L’UE a même récemment multiplié les gestes de bonne volonté à l’égard de la Turquie. Le commissaire européen à l’Élargissement, Stefan Füle, vient de lancer avec Ankara « l’agenda positif », un mécanisme consistant à avancer dans les réformes sur les chapitres de négociation bloqués sans qu’il y ait besoin de les ouvrir officiellement. Autre avancée, les Européens viennent de parapher un accord de réadmission des immigrants illégaux venant de Turquie, en ouvrant la voie à l’octroi à terme de facilités de visas aux ressortissants turcs, une revendication forte de la Turquie. Pour l’obtenir, Ankara devra toutefois au préalable reconnaître Chypre.
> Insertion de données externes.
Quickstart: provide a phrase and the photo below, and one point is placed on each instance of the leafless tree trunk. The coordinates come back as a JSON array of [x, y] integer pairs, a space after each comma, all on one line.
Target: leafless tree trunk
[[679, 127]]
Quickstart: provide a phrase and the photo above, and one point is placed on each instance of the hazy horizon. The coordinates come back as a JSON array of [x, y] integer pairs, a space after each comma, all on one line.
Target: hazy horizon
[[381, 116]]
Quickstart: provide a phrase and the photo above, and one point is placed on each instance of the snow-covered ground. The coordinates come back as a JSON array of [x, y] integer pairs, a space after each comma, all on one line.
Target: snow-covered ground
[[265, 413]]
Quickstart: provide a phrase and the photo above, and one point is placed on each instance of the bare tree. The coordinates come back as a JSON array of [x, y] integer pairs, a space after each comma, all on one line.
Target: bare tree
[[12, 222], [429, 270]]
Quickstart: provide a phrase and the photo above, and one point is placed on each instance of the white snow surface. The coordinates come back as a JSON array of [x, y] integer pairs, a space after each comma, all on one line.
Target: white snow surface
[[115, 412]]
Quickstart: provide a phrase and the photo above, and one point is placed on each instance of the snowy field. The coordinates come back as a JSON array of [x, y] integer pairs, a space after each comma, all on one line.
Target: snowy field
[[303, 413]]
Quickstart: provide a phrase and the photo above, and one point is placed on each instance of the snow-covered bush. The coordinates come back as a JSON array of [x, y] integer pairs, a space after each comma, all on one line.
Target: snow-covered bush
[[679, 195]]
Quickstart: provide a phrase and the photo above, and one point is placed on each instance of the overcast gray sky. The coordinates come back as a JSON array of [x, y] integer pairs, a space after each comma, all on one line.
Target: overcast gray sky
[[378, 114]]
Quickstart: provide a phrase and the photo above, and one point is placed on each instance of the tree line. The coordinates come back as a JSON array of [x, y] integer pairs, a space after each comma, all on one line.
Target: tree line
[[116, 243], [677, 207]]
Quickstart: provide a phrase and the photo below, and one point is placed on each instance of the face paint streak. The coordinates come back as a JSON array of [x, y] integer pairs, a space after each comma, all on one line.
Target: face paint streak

Mais pour l’heure, le boycott turc rend « techniquement impossible » toute avancée dans les négociations d’adhésion, prévient un diplomate européen. Au mieux, juge M. Giuliani, les six mois à venir n’apporteront aucune amélioration aux relations entre l’UE et la Turquie, « sauf provocation turque qui susciterait une réaction encore plus négative ».